SpectX does not expose HTTPS interface at the moment, so should identity provider(s) in target environment require HTTPS connectivity when calling up to service provider, the SpectX instance should be put behind an SSL/TLS terminating frontend server (e.g. apache, nginx).

To enable SAML SSO authentication in SpectX, you have to first specify comma-separated list of string identifiers for SAML service provider entities the SpectX must represent in configuration parameter wgui.samlAuth.ids. For environments requiring only one service provider instance, the list contains only one identifier. Syntactically, each identifier is allowed to contain only digits, latin letters, dot and dash characters. These identifiers are used for:

  • distinguishing between enabled SAML service providers, and composing their assertion and metadata URLs
  • composing SpectX user name.

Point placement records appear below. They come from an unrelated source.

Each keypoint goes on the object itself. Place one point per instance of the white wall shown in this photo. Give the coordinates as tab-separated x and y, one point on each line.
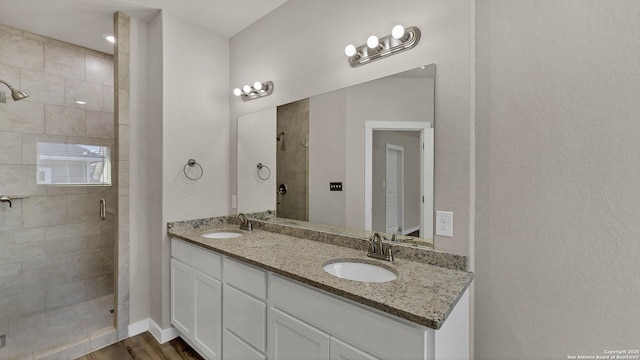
304	57
256	194
558	149
193	84
145	176
327	163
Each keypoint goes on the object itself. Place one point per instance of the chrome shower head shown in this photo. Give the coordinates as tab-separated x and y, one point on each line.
15	93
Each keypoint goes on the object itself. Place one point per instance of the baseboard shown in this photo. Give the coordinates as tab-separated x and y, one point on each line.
139	327
162	336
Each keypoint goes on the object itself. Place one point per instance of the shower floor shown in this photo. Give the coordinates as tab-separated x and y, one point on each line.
61	333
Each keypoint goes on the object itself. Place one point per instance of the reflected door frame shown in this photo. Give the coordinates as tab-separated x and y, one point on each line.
394	178
426	175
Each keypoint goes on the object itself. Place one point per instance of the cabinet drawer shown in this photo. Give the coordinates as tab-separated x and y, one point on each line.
245	316
251	280
385	337
197	257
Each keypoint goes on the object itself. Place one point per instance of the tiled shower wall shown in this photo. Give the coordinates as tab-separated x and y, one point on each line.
292	160
54	249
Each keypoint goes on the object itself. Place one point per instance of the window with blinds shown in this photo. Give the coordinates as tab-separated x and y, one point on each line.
73	164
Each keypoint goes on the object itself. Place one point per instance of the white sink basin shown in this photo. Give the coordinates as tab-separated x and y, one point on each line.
358	270
222	235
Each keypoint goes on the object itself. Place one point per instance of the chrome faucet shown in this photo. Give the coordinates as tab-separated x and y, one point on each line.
5	198
378	249
245	224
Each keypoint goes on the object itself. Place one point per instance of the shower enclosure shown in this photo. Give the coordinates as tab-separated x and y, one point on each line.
57	220
292	160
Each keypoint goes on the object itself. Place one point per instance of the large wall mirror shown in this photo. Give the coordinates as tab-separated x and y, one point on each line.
358	159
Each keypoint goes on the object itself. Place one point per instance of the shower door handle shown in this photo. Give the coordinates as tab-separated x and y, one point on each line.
103	209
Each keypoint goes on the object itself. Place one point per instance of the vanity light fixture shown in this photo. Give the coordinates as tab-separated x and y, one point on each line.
110	38
399	40
258	90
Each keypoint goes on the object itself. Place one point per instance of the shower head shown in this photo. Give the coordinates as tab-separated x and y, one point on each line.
15	93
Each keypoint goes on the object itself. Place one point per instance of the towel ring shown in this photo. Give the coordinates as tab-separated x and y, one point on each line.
260	167
192	163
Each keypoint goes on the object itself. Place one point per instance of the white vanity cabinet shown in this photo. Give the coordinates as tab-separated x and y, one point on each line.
196	296
244	311
231	310
300	314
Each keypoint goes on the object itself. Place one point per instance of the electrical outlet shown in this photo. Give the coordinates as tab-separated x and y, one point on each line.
444	223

If the NameID value of the SAML authentication response processed by corresponding service provider does not contain ‘@’ symbol, the value of the identifier is appended to the NameID value.

For each identifier <id>, the following configuration parameters must be specified to enable corresponding SAML service provider interface:

  • wgui.samlAuth.<id>.spEntityId - the globally unique SAML SP EntityId (Relying party trust identifier in ADFS). SAML specification recommends it to be a SP URL containing its own domain name to identify itself. You may specify an URL of the SpectX WGUI and append the value of identifier to it.

  • wgui.samlAuth.<id>.idpSsoServiceUrl - URL of SAML identity provider single sign-on service. For ADFS, it is typically https://<adfs-host>/adfs/ls/.

  • wgui.samlAuth.<id>.idpTokenSigningCertFile - Path to file with identity provider’s token signing certificate. Both DER and BER formats are supported.

  • wgui.samlAuth.<id>.redirectUri - The fully qualified URI of your SpectX instance or its frontend server.

Other optional parameters are:

  • wgui.samlAuth.<id>.name - the label of authentication scheme displayed on Login screen for this type of authentication (default is “as <id> user”)

  • wgui.samlAuth.<id>.autoCreateAccount - boolean setting enabling automatic creation of user accounts in SpectX user database when they first log into SpectX with given authentication method. This feature is off by default. If it is on, then user’s full name is obtained from the following user metadata attributes (“claims”) of a SAML authentication response:

    • either Name attribute, if present
    • or by combining values of givenName and surName attributes, if present.
  • wgui.samlAuth.<id>.autoCreateApiKey - boolean setting enabling automatic creation of SpectX API key for user accounts which get created automatically when they first log into SpectX with given authentication method. The setting is ignored if wgui.samlAuth.<id>.autoCreateAccount is not set to true. The default value for this setting is false.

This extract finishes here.